This section is from the book "A Treatise On The Materia Medica And Therapeutics Of The Skin", by Henry G. Piffard. Also available from Amazon: A Treatise On The Materia Medica And Therapeutics Of The Skin.
Lupus is a chronic, non-contagious, destructive disease of the skin, characterized by extreme obstinacy and liability to relapse. Of this disease there are three principal forms, differing from each other in certain particulars, but yet presenting several important features in common. These are color, configuration, location, course, absence of pain and pruritus, difficulty of cure, and termination.
The prevailing color of lupous lesions, or Scrofulides, as the French call them, is not the frank red of an acute congestion or inflammation, nor the coppery red of syphilis, but rather a violaceous red, with a shade of copper. It disappears under the finger, revealing, the instant the finger is removed, a somewhat yellowish hue, to be replaced a moment later by the color that was present before pressure was applied. The color is that which we would expect in a part containing more than the normal quan-tity of blood, but in which the circulation was sluggish, without, how-ever, absolute stasis. Sometimes the lesions present a somewhat translucent appearance, like that which characterizes gelatinous bodies.
In configuration, lupous lesions usually exhibit a circular form, extending centrifugally not with the absolute circularity of Trichophytosis, but showing a strong tendency to it whenever the anatomical form of the parts on which the lesion is located will permit. Irregularity of configuration, dependent on location, is sometimes markedly shown in connection with some forms of lupus of the nose, in which the entire lesion may as-sume the appearance of a butterfly with extended wings. On the upper eyelid the lesion takes a linear or oval form, the long diameter corresponding with furrows of the lid. On the ear the patch is very irregular in outline.
The favorite location of Lupus is the face. The nose, cheeks, neighborhood of the eyes, temples, forehead and ears, may be primarily affected or become the seats of later lesions. I have also met with it on the scalp and on the penis. It may also appear on various parts of the general surface, usually, however, in connection with, or subsequent to the develop-ment of the disease on the face.
With a rare exception, to be mentioned later, the course of the disease is essentially chronic, and cases will be met with in which it has continued for five, ten, twenty, and even a greater number of years.
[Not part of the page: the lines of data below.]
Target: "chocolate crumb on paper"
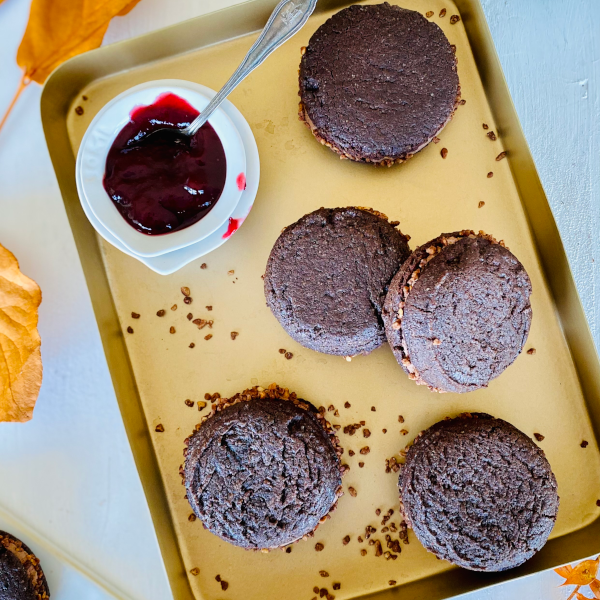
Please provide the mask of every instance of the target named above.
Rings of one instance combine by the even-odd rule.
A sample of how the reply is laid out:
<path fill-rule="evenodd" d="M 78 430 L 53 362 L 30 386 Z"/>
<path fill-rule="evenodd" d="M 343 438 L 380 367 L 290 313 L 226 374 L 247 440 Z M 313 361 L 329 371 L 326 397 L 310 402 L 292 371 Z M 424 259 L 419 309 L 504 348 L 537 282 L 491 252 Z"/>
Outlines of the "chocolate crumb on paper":
<path fill-rule="evenodd" d="M 75 114 L 81 116 L 83 114 L 83 106 L 76 106 L 75 107 Z"/>
<path fill-rule="evenodd" d="M 190 399 L 184 400 L 184 403 L 185 403 L 186 406 L 189 406 L 190 408 L 192 406 L 194 406 L 194 401 L 190 400 Z"/>
<path fill-rule="evenodd" d="M 192 342 L 192 343 L 191 343 L 191 344 L 190 344 L 188 347 L 189 347 L 189 348 L 195 348 L 195 347 L 196 347 L 196 344 L 194 344 L 194 342 Z"/>
<path fill-rule="evenodd" d="M 293 355 L 291 352 L 286 352 L 286 353 L 285 353 L 285 357 L 286 357 L 288 360 L 291 360 L 292 358 L 294 358 L 294 355 Z"/>
<path fill-rule="evenodd" d="M 455 25 L 460 21 L 460 17 L 458 15 L 452 15 L 450 17 L 450 25 Z"/>
<path fill-rule="evenodd" d="M 329 577 L 329 573 L 327 571 L 319 571 L 319 575 L 321 577 Z"/>
<path fill-rule="evenodd" d="M 139 318 L 140 318 L 140 315 L 139 315 L 139 313 L 132 312 L 132 313 L 131 313 L 131 318 L 132 318 L 132 319 L 139 319 Z"/>
<path fill-rule="evenodd" d="M 237 331 L 232 331 L 229 335 L 231 336 L 232 340 L 235 340 L 235 338 L 240 334 Z"/>
<path fill-rule="evenodd" d="M 196 517 L 196 515 L 194 513 L 190 514 L 190 516 L 188 517 L 188 521 L 190 523 L 193 523 L 198 517 Z"/>
<path fill-rule="evenodd" d="M 165 431 L 165 426 L 162 423 L 159 423 L 154 429 L 157 433 L 163 433 Z"/>
<path fill-rule="evenodd" d="M 207 267 L 208 267 L 208 265 L 207 265 L 206 263 L 202 263 L 202 264 L 200 265 L 200 268 L 201 268 L 201 269 L 206 269 Z"/>
<path fill-rule="evenodd" d="M 487 177 L 488 177 L 488 179 L 491 179 L 493 176 L 494 176 L 494 171 L 490 171 L 490 172 L 487 174 Z"/>
<path fill-rule="evenodd" d="M 479 201 L 479 204 L 477 205 L 477 208 L 483 208 L 485 206 L 485 202 L 483 200 Z M 439 340 L 438 340 L 439 341 Z M 435 342 L 434 342 L 435 343 Z"/>
<path fill-rule="evenodd" d="M 448 156 L 448 148 L 442 148 L 442 149 L 440 150 L 440 156 L 441 156 L 442 158 L 446 158 L 446 156 Z"/>
<path fill-rule="evenodd" d="M 483 123 L 483 125 L 482 125 L 482 126 L 483 126 L 483 128 L 484 128 L 484 129 L 489 129 L 489 126 L 488 126 L 488 124 L 487 124 L 487 123 Z"/>
<path fill-rule="evenodd" d="M 200 575 L 200 569 L 198 567 L 194 567 L 193 569 L 190 569 L 190 573 L 196 577 L 196 575 Z"/>
<path fill-rule="evenodd" d="M 131 325 L 127 328 L 127 333 L 133 333 L 133 327 L 131 327 Z"/>
<path fill-rule="evenodd" d="M 446 16 L 446 9 L 442 8 L 442 10 L 440 10 L 440 17 L 445 17 Z"/>
<path fill-rule="evenodd" d="M 492 142 L 495 142 L 498 139 L 493 131 L 489 131 L 488 133 L 486 133 L 486 135 L 490 140 L 492 140 Z"/>
<path fill-rule="evenodd" d="M 339 590 L 342 587 L 341 583 L 334 583 L 331 587 L 333 587 L 334 590 Z"/>
<path fill-rule="evenodd" d="M 503 158 L 506 158 L 506 151 L 502 151 L 500 152 L 500 154 L 498 154 L 498 156 L 496 156 L 496 161 L 502 160 Z"/>
<path fill-rule="evenodd" d="M 349 494 L 350 494 L 350 495 L 351 495 L 353 498 L 356 498 L 356 496 L 357 496 L 357 492 L 356 492 L 356 490 L 355 490 L 353 487 L 349 487 L 349 488 L 348 488 L 348 493 L 349 493 Z"/>
<path fill-rule="evenodd" d="M 166 314 L 167 314 L 167 311 L 162 308 L 156 312 L 157 317 L 164 317 Z"/>
<path fill-rule="evenodd" d="M 186 296 L 186 297 L 183 299 L 183 302 L 184 302 L 185 304 L 191 304 L 191 303 L 192 303 L 192 301 L 193 301 L 193 299 L 192 299 L 192 297 L 191 297 L 191 296 Z"/>
<path fill-rule="evenodd" d="M 212 306 L 207 306 L 206 310 L 212 310 Z"/>
<path fill-rule="evenodd" d="M 350 408 L 352 405 L 350 402 L 344 402 L 344 408 Z"/>
<path fill-rule="evenodd" d="M 350 536 L 347 535 L 346 537 L 344 537 L 342 539 L 342 544 L 344 544 L 344 546 L 347 546 L 350 543 Z"/>
<path fill-rule="evenodd" d="M 425 13 L 425 16 L 426 16 L 428 19 L 431 19 L 431 17 L 433 17 L 433 15 L 434 15 L 434 12 L 433 12 L 432 10 L 428 10 L 428 11 Z"/>
<path fill-rule="evenodd" d="M 529 354 L 530 356 L 533 356 L 535 353 L 536 353 L 535 348 L 529 348 L 529 350 L 527 350 L 527 354 Z"/>
<path fill-rule="evenodd" d="M 173 325 L 169 328 L 169 333 L 175 333 L 175 327 L 173 327 Z"/>
<path fill-rule="evenodd" d="M 542 435 L 541 433 L 534 433 L 533 437 L 538 441 L 538 442 L 543 442 L 546 439 L 545 435 Z"/>
<path fill-rule="evenodd" d="M 583 440 L 583 442 L 581 442 L 581 444 L 579 444 L 579 445 L 582 448 L 587 448 L 590 445 L 590 443 L 588 441 L 586 441 L 586 440 Z"/>
<path fill-rule="evenodd" d="M 188 313 L 186 317 L 188 321 L 191 321 L 194 318 L 194 315 L 192 313 Z"/>
<path fill-rule="evenodd" d="M 190 293 L 191 293 L 191 292 L 190 292 L 190 288 L 189 288 L 189 287 L 187 287 L 187 286 L 183 286 L 183 287 L 181 288 L 181 293 L 182 293 L 184 296 L 189 296 L 189 295 L 190 295 Z"/>
<path fill-rule="evenodd" d="M 316 550 L 317 552 L 321 552 L 321 551 L 322 551 L 324 548 L 325 548 L 325 546 L 324 546 L 324 545 L 323 545 L 321 542 L 317 542 L 317 543 L 315 544 L 315 550 Z"/>
<path fill-rule="evenodd" d="M 171 310 L 177 310 L 177 304 L 173 304 L 173 306 L 171 306 Z"/>

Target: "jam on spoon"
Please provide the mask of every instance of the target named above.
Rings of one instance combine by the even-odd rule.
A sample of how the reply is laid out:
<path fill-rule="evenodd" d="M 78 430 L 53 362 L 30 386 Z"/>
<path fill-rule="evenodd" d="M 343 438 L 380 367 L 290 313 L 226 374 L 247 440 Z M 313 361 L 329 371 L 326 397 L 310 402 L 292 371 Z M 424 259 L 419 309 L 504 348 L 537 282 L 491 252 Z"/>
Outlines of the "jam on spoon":
<path fill-rule="evenodd" d="M 182 141 L 181 129 L 198 116 L 183 98 L 166 92 L 138 106 L 106 158 L 104 189 L 122 217 L 138 231 L 160 235 L 197 223 L 215 206 L 225 186 L 223 144 L 209 123 Z"/>

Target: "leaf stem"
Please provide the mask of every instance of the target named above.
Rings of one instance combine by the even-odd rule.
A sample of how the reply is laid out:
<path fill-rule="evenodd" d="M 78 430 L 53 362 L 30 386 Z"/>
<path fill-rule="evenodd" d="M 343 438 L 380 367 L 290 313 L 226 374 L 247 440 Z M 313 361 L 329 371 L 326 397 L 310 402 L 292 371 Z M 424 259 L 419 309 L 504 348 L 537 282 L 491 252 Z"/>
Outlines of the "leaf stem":
<path fill-rule="evenodd" d="M 17 88 L 17 93 L 15 94 L 15 97 L 12 99 L 11 103 L 8 105 L 8 109 L 6 110 L 6 113 L 4 113 L 4 116 L 2 117 L 2 121 L 0 121 L 0 131 L 2 131 L 2 127 L 4 126 L 4 123 L 6 123 L 6 121 L 8 120 L 8 115 L 10 115 L 10 111 L 13 109 L 14 105 L 17 103 L 17 100 L 19 99 L 21 92 L 30 83 L 31 83 L 31 79 L 29 79 L 29 77 L 27 77 L 25 74 L 23 74 L 23 77 L 21 77 L 21 81 L 19 82 L 19 87 Z"/>
<path fill-rule="evenodd" d="M 573 593 L 567 598 L 567 600 L 571 600 L 571 598 L 575 597 L 575 594 L 577 594 L 577 592 L 581 589 L 581 586 L 578 585 L 574 590 Z"/>

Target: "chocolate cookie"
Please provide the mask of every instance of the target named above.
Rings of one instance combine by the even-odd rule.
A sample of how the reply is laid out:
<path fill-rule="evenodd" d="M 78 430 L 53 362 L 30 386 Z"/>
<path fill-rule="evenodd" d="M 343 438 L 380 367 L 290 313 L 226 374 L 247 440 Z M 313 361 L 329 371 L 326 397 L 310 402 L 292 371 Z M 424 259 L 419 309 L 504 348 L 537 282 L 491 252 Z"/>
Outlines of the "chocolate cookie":
<path fill-rule="evenodd" d="M 0 600 L 47 600 L 50 591 L 40 561 L 16 537 L 0 531 Z"/>
<path fill-rule="evenodd" d="M 236 546 L 271 549 L 311 536 L 341 495 L 331 426 L 276 385 L 220 399 L 186 444 L 189 503 L 204 527 Z"/>
<path fill-rule="evenodd" d="M 300 120 L 341 158 L 404 162 L 445 127 L 459 100 L 444 32 L 387 2 L 333 15 L 300 62 Z"/>
<path fill-rule="evenodd" d="M 297 342 L 354 356 L 385 340 L 387 286 L 409 238 L 368 209 L 320 208 L 286 227 L 265 274 L 267 305 Z"/>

As a rule, there is neither pain nor pruritics. Sometimes the patient, on being asked, will state that there is slight itching, but I have never seen scratch-marks or other evidence of severe pruritus. If the lesion be extensive, a sensation of local heat is sometimes complained of.
The difficulty of cure is proverbial, and has been recognized from the earliest times. There is no known internal remedy that can be depended on to stop the progress of the affection in its various forms. Cures by internal medication have been reported, but the failures have far outnumbered them. External treatment is more promising, and of late years has been brought to a degree of perfection that enables the surgeon to state that the great majority of cases seen within a reasonable period after their commencement are permanently curable, except those in which the underlying diathesis is so pronounced that fresh outbreaks on parts other than those first affected, continually occur, to the great annoyance of the surgeon and the discouragement of the patient.
Except when the affection terminates in death, there is always a scar * left to indicate the site of the previous lesion. This is true both of the ulcerative and non-ulcerative forms.
The three principal forms of lupus are Lupus erythematosus, L. vulgaris, and L. exedens, the first two of which present certain sub-varieties.